# My patio cat world



## cushman350 (Mar 16, 2011)

Just hangin' out.


----------



## OctoberinMaine (Sep 12, 2006)

That looks like a great patio for the kitties to hang out! Such cute, happy kitties....


----------



## Jan Rebecca (Oct 14, 2010)

Pretty kitty cats! my two would love a patio like that!


----------



## Lenkolas (Jan 18, 2011)

Wow, I love your kitties!

The first one is GORGEOUS, he looks like a puma (cougar), what breed is he/she?


----------



## cushman350 (Mar 16, 2011)

She was found at a stop sign at midnight. Kind, ?. We call her Squirrelly Girl because she reminds us of a squirrel coloring.


----------



## konstargirl (Feb 4, 2011)

The cats are very cute!! =D I like the first picture.


----------



## swimkris (Jul 17, 2010)

Where would one get these patio "accessories?"


----------



## cushman350 (Mar 16, 2011)

> konstargirl said:
> 
> 
> > The cats are very cute!! =D I like the first picture.

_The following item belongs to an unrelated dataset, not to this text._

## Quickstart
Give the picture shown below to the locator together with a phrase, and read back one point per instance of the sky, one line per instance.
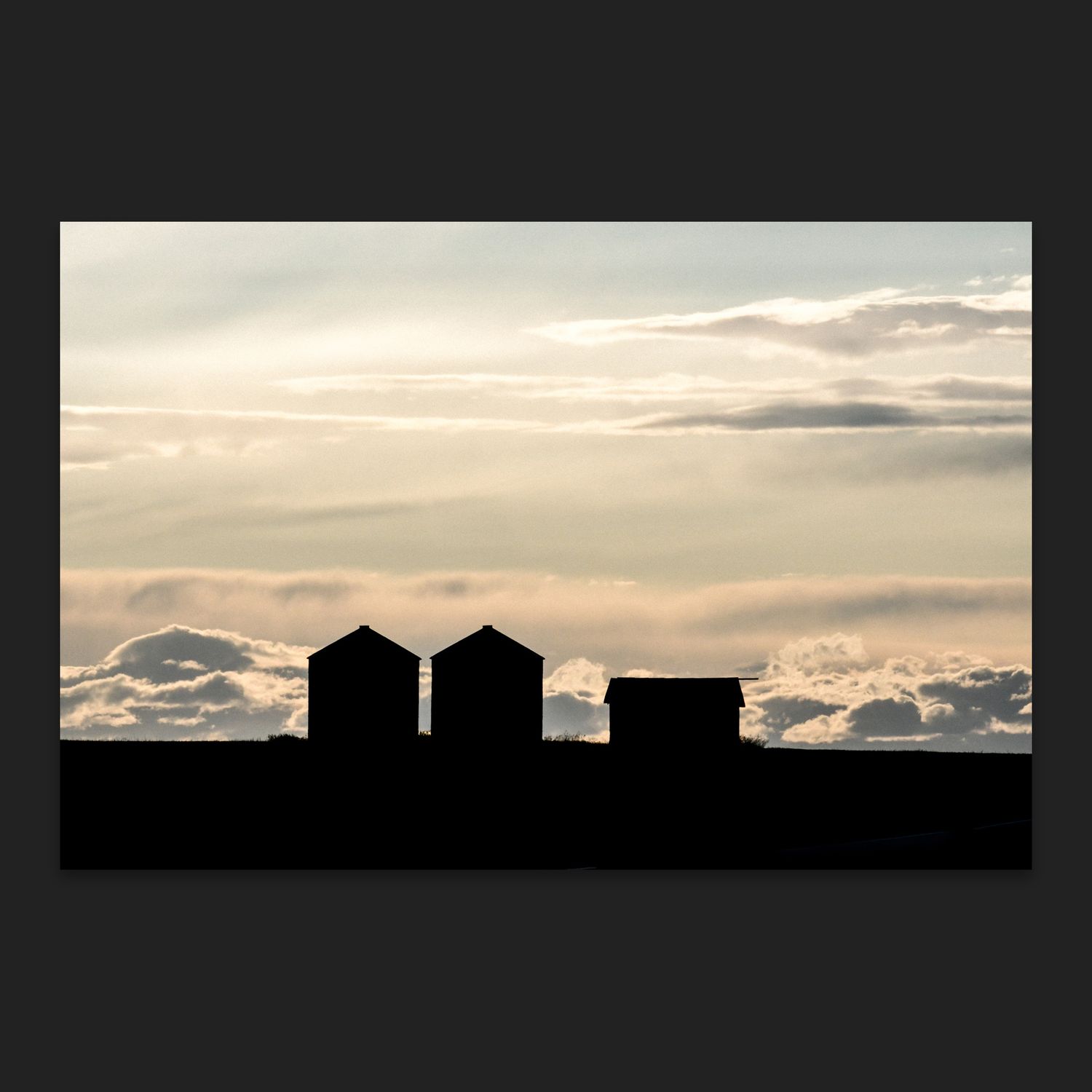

That's Squirrely Girl. She's in the last picture too.


----------



## Susan (Mar 29, 2010)

Great patio and lovely cats...my favorite is the black and white one in the second picture. What's his or her name?


----------



## Heidi n Q (Nov 22, 2006)

cushman350 said:


> She was found at a stop sign at midnight. Kind, ?. We call her Squirrelly Girl because she reminds us of a squirrel coloring.


 Oh! She's a Ticked Tabby! Ticking is the agouti tabby markings found on Abyssinian kitties. Our domestic kitties can have it, too, though it isn't very common.
I like your 'catio'. I want to create one for our kitties.


----------



## Time Bandit (Aug 17, 2010)

I bet the kitties love hanging out on that patio...what a nice set up for them!  Beautiful cats!


----------



## suwanee (Jan 22, 2011)

What beautiful cats and great pictures. Thanks for letting us meet them.


----------



## cushman350 (Mar 16, 2011)

*Church*



Susan said:


> Great patio and lovely cats...my favorite is the black and white one in the second picture. What's his or her name?


I named her Church, because the white marking between her eyes reminded me of a church steeple. She was the runt of the litter and is still small and very loving and playful.


----------



## love.my.cats (Jan 29, 2009)

Love it! Wish I had something like that for our kitties!


----------



## cushman350 (Mar 16, 2011)

Thanks for in info on Squirrel. I looked online and yes she has the body structure and fur coloring.


----------



## konstargirl (Feb 4, 2011)

^OH wow! That's a very pretty cat. Are you thinking of getting this type of cat?


----------



## cushman350 (Mar 16, 2011)

konstargirl said:


> ^OH wow! That's a very pretty cat. Are you thinking of getting this type of cat?


Just a pure breed of a similiar looking rescued kitten I have. Squirrel.


----------



## cushman350 (Mar 16, 2011)

*Another pic of a younger Squirrel*

Cute, huh?


----------